MasterCraft Boat Holdings today reported financial results for its fiscal 2025 fourth quarter and year ended June 30.

Net sales for the quarter were $79.5 million, up $25.2 million, or 46.4%, year-over-year. For the full year, net sales were $284.2 million, down $38.1 million, or 11.8%, from the prior year.

“MasterCraft executed well in fiscal 2025, successfully navigating a challenging economic and industry backdrop,” CEO Brad Nelson said in a statement. In the face of low cycle volumes, we further strengthened dealer health, advanced our new-product initiatives and generated significant free cash flow. This enabled us to return nearly $10 million of capital to shareholders, underscoring our disciplined and value-enhancing approach to capital allocation.”

Gross margin percentage increased 740 basis points in the fourth quarter, compared to the prior-year period. Higher margins were primarily the result of increased net sales.

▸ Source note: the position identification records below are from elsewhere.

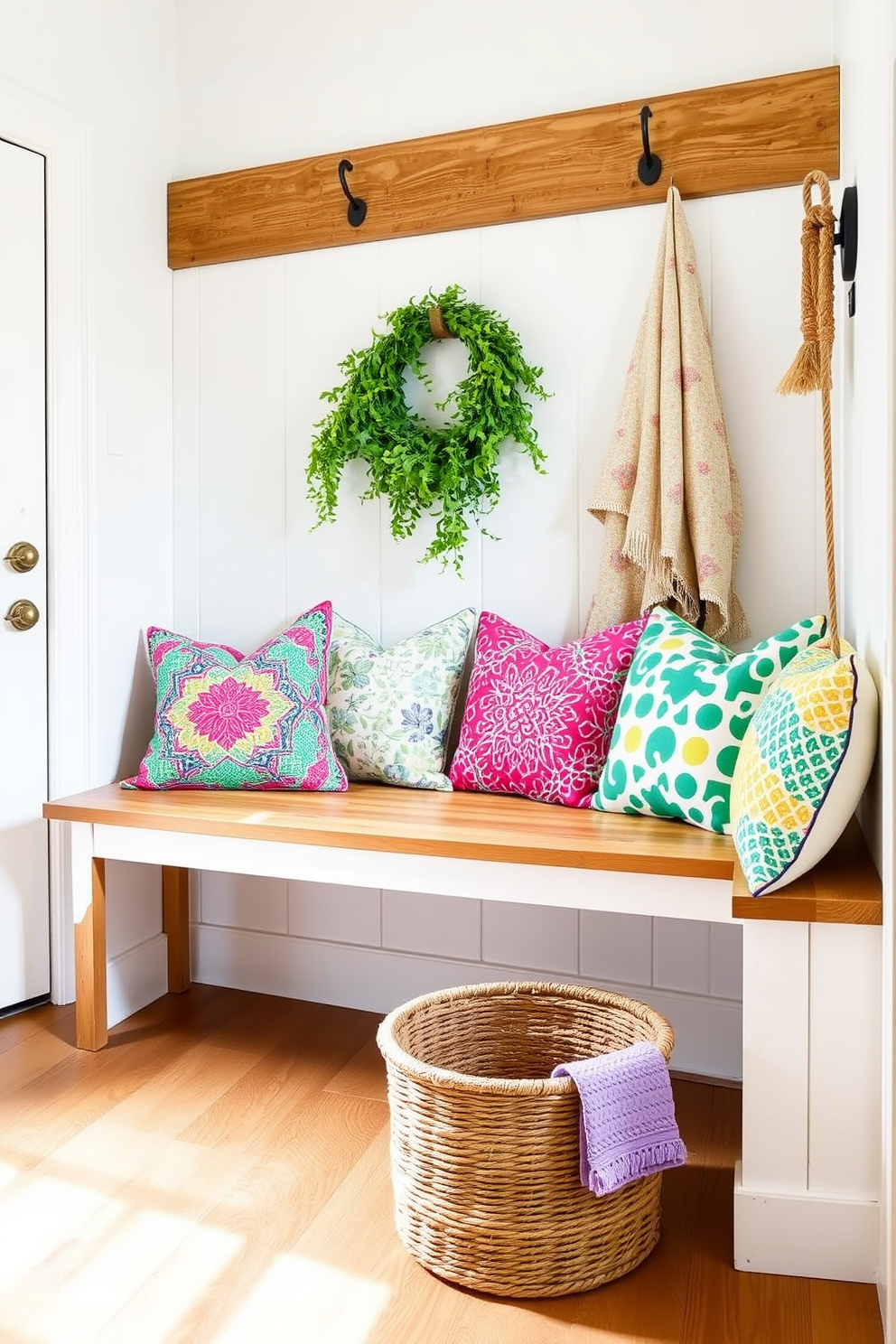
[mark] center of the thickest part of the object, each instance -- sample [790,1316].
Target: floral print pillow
[390,710]
[537,719]
[231,722]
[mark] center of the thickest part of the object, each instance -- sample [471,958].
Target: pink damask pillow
[537,719]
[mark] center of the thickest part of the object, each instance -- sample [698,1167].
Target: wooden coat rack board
[733,137]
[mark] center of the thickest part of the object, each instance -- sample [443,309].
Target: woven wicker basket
[485,1144]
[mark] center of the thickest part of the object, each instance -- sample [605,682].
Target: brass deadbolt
[22,614]
[22,556]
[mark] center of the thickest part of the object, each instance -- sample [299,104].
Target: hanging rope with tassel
[810,371]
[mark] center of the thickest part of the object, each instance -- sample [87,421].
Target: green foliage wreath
[449,472]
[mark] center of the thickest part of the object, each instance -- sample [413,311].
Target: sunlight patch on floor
[97,1289]
[303,1299]
[7,1173]
[36,1218]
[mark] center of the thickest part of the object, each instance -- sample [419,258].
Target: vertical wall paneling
[539,937]
[259,341]
[775,1057]
[331,309]
[239,902]
[725,961]
[187,435]
[681,955]
[133,905]
[529,275]
[243,507]
[435,926]
[844,1062]
[338,914]
[615,947]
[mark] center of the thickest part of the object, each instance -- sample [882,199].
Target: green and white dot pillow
[390,710]
[686,708]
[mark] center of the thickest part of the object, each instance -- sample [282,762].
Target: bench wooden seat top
[843,889]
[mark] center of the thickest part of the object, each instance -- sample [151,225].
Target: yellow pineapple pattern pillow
[804,765]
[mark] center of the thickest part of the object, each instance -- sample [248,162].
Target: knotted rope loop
[810,371]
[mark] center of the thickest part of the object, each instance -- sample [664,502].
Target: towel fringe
[645,1162]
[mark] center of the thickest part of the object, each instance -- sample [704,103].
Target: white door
[24,906]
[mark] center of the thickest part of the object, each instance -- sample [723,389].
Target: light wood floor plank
[220,1175]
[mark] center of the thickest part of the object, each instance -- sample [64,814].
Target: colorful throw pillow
[684,711]
[231,722]
[390,710]
[804,765]
[537,719]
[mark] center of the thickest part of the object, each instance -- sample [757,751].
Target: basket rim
[449,1078]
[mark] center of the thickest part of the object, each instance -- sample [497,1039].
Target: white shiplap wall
[256,344]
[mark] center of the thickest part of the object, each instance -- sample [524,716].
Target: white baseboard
[137,977]
[708,1031]
[807,1236]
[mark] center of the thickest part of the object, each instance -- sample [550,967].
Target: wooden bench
[812,953]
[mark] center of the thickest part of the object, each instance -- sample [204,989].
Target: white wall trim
[137,977]
[807,1236]
[50,131]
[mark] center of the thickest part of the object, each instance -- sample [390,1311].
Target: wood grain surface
[422,821]
[733,137]
[843,889]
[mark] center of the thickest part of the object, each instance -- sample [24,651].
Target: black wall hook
[846,237]
[356,207]
[649,165]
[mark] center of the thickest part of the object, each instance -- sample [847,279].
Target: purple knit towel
[628,1118]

Adjusted net income was $6.6 million, or $0.40 per diluted share, compared with $600,000, or $0.04 per diluted share, in the prior-year period.

For the full year, income from continuing operations was $10.7 million, compared with $23.2 million in the prior year. Adjusted net income was $15.1 million, or $0.92 per diluted share, compared with $28.9 million, or $1.69 per diluted share, in the prior year.

For fiscal 2026, MasterCraft expects consolidated net sales between $295 million and $310 million, with adjusted EBITDA between $29 million and $34 million, and adjusted earnings per share between $1.15 and $1.40. It expects capital expenditures to be approximately $9 million.